Unfortunately, it may be difficult to interview the patient alone because the elder patient may be dependent on the suspected abuser for communication. Physical examinations, complemented by photo documentation, are helpful in identifying abuse. These exams and tests should be performed in addition to, or in absence of, a patient interview if abuse is suspected.

Reporting elder abuse
Although hospitals may have different protocols for reporting elder abuse, all states except Colorado and South Dakota require physicians to report cases of elder abuse. Physicians who suspect elder abuse can report it to social workers at their hospital or to an outside adult protection services (APS) agency. APS agencies are available 24/7 to take calls from mandated reporters.

The NCEA, which partners with the National Adult Protective Services Association (NAPSA) to provide protection to vulnerable elders, is a valuable resource regarding reporting elder abuse. The NCEA website (www.ncea.aoa.gov) includes state-specific abuse laws and telephone numbers to local APS agencies. Depending on the state, these agencies may provide anonymity to physicians who report cases so as not to interfere with the medical relationship between doctor and patient. The site also includes information on regional ombudsman programs that communicate between abuse agencies and elder care facilities on behalf of abuse victims.

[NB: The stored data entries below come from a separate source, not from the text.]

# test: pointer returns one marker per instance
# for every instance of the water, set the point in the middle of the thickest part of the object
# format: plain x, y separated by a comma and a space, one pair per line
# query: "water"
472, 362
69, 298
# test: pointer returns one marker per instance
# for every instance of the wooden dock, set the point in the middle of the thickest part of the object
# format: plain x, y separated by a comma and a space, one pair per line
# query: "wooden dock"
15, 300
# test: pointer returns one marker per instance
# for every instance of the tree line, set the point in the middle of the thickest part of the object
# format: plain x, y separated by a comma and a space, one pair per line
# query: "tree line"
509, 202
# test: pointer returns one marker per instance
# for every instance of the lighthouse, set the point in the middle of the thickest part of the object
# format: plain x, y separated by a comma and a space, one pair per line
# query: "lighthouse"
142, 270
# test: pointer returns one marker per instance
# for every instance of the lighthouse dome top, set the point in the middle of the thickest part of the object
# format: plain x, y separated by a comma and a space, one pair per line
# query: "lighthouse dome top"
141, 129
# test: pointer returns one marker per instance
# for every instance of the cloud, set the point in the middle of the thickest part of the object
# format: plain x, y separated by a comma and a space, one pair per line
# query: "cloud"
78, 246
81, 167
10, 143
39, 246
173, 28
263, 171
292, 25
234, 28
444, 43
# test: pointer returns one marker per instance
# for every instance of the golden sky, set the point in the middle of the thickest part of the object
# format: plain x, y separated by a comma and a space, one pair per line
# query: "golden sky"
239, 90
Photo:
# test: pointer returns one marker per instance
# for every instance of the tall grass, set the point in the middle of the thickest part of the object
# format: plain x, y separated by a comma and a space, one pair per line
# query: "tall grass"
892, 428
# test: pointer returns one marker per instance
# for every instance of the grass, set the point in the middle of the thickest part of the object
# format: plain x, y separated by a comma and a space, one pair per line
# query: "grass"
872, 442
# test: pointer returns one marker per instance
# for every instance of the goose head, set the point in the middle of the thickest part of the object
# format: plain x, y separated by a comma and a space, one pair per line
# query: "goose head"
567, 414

Avery E. Michienzi attends the University of Minnesota. Julie A. Switzer, MD, is an assistant professor of orthopaedic surgery at the University of Minnesota and a member of the AAOS Women’s Health Issues Advisory Board.

Putting sex in your orthopaedic practice
This quarterly column from the AAOS Women’s Health Issues Advisory Board and the Ruth Jackson Orthopaedic Society provides important information for your practice about issues related to sex (determined by our chromosomes) and gender (how we present ourselves as male or female, which can be influenced by environment, families and peers, and social institutions). It is our mission to promote the philosophy that male and female patients experience and react to musculoskeletal conditions differently; when it comes to patient care, surgeons should not have a one-size-fits-all mentality.